Today in History: Bonnie and Clyde Killed by Police (1934)

Bonnie Parker and Clyde Barrow. Getty Images

It is almost universal that during times of great economic upheaval, crime rates go up. Less legitimate employment, more expensive living conditions and so on, often force those who would otherwise lead normal lives into living lives of crime. It also opens the door for people predisposed to crime to take advantage of desperate people.

During the Great Depression, this was true. Other factors led into the increased crime rate as well, things like a decade of Prohibition, that led to gangsters and organized crime groups that peddled illegal alcohol.

The late 1920s and 1930s was full of dramatic and well-known criminals. Al Capone, John Dillinger, Pretty Boy Floyd, and of course Bonnie and Clyde are all very famous for their criminal ways. In fact, the public at the time became very enamored with many of the well-known criminals of this time period, many of whom were sensationalized in the media.

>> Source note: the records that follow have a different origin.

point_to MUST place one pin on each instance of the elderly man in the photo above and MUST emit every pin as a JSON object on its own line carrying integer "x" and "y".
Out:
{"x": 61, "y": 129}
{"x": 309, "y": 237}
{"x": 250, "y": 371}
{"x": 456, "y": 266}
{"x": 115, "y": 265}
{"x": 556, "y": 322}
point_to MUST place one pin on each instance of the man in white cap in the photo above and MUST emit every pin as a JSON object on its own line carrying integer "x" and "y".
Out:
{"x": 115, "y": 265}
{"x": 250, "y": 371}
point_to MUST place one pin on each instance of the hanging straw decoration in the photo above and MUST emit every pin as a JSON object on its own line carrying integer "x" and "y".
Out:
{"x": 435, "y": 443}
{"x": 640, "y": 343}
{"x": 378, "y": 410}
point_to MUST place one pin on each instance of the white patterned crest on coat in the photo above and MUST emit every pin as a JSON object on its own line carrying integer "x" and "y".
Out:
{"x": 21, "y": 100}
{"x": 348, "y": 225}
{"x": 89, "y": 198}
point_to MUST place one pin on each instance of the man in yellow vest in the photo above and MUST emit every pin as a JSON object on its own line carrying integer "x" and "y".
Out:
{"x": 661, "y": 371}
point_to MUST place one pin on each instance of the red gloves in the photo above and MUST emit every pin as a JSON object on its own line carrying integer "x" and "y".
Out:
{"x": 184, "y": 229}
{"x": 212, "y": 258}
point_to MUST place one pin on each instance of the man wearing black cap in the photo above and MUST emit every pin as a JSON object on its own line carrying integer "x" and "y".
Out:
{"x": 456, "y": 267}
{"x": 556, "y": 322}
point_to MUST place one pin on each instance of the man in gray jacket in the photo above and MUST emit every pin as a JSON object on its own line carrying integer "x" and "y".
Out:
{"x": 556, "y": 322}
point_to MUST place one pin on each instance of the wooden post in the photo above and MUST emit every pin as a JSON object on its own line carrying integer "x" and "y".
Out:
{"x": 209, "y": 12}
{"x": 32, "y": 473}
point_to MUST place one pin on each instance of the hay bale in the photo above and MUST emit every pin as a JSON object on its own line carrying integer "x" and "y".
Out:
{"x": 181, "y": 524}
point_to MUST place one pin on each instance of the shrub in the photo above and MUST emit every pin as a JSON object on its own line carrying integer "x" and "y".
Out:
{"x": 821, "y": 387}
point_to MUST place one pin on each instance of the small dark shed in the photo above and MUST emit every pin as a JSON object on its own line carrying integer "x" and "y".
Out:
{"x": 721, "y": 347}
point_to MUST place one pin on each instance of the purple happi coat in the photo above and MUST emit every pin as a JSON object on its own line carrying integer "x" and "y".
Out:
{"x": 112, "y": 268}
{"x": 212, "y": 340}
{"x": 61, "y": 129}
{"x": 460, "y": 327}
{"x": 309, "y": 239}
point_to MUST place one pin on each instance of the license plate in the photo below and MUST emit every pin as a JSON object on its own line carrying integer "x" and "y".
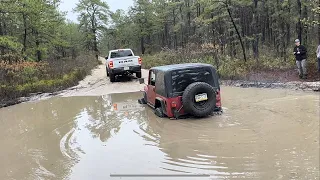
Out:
{"x": 201, "y": 97}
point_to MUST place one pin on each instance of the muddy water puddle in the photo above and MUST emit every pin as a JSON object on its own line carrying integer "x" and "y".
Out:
{"x": 263, "y": 134}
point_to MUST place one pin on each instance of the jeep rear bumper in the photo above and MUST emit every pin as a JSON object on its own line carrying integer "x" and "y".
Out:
{"x": 132, "y": 69}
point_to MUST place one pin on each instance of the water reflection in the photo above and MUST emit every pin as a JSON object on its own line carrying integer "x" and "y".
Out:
{"x": 91, "y": 137}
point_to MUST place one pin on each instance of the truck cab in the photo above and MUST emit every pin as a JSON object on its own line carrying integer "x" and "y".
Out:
{"x": 122, "y": 62}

The public image of Bonnie and Clyde often falls into the category of ‘tragic love story’. Bonnie Parker is one of the few women from this time period that is associated with a true life of crime, though there are others.

Bonnie and Clyde, 1932. PBS

Bonnie Parker and Clyde Barrow met in 1930 while Parker’s husband was in jail. Historians mostly agree that they were smitten with each other right from the beginning, and many suspect that Bonnie Parker started up her life of crime with Barrow because she was in love.

Barrow was sent to prison soon after their first meeting, but Parker waited for him and they soon started a spree of small-time robberies throughout the central United States. In 1932, Barrow was accused of his first murder (though in that instance he was innocent, though a member of his gang was guilty). Later that year, he and Raymond Hamilton and Ross Dryer (both associates in his gang) shot and killed a sheriff’s deputy. It was the first time, but not the last, that Clyde Barrow killed a lawman.

What followed was a spree of murder and robbery. Bonnie and Clyde would soon become a national sensation. In 1933, their escape from a hide out in Joplin, Missouri became nationwide news when two police officers were killed. It was the aftermath of this raid by police that netted some of the only images we have of Bonnie and Clyde.

There are several instances during 1932 to 1934 where Bonnie, Clyde, and their gang would kidnap people, rob them, then leave them far away from home. Historical reports suggest that they would leave their victims with enough money to return home.

Because of increasing notoriety (due to the images found in Joplin, more people knew what they looked like), Bonnie and Clyde’s life became much harder. They started having to camp out as being in public would lead to their capture. Writing from some of their gang suggest that both Parker and Barrow knew that their crime spree would end in their deaths.

Bonnie Parker and Clyde Barrow, 1933. New York Daily News

This notoriety led to them being recognized in Red Crown Tourist Court (now part of Kansas City, Missouri) in July of 1933. It was during this escape from law enforcement, that two of the three remaining members of their gang were injured. Buck Barrow, Clyde’s brother, was mortally wounded, and Buck’s wife was nearly blinded. While trying to save Buck’s life, the police caught up with the gang once more. Buck Barrow as killed, and his wife was captured. Bonnie and Clyde and their last gang member W.D. Jones managed to escape.

For the next year, the trio would commit small time robberies. In 1934, Barrow would be instrumental in the Eastham Prison breakout, which led to federal law enforcement being brought in. It was this final action that led to the couple being hunted nationwide. Over the next few months, they (along with the men they broke out of prison), would kill several lawmen, and continue their crime spree.

On May 23, 1934 the law finally caught up with Bonnie and Clyde for the final time. They were gunned down on a rural road in Louisiana.

Bonnie Parker was, by all accounts, in love with Clyde Barrow. And while there is evidence that she was involved in some of their crimes, there is no evidence that she ever killed anyone (she did shoot at law officers during their escape from Joplin, Missouri). The two were national sensations for their illicit actions and what the public saw as a couple in love committing crimes and running from the law. Their lives would be immortalized in movies and TV shows long after their death.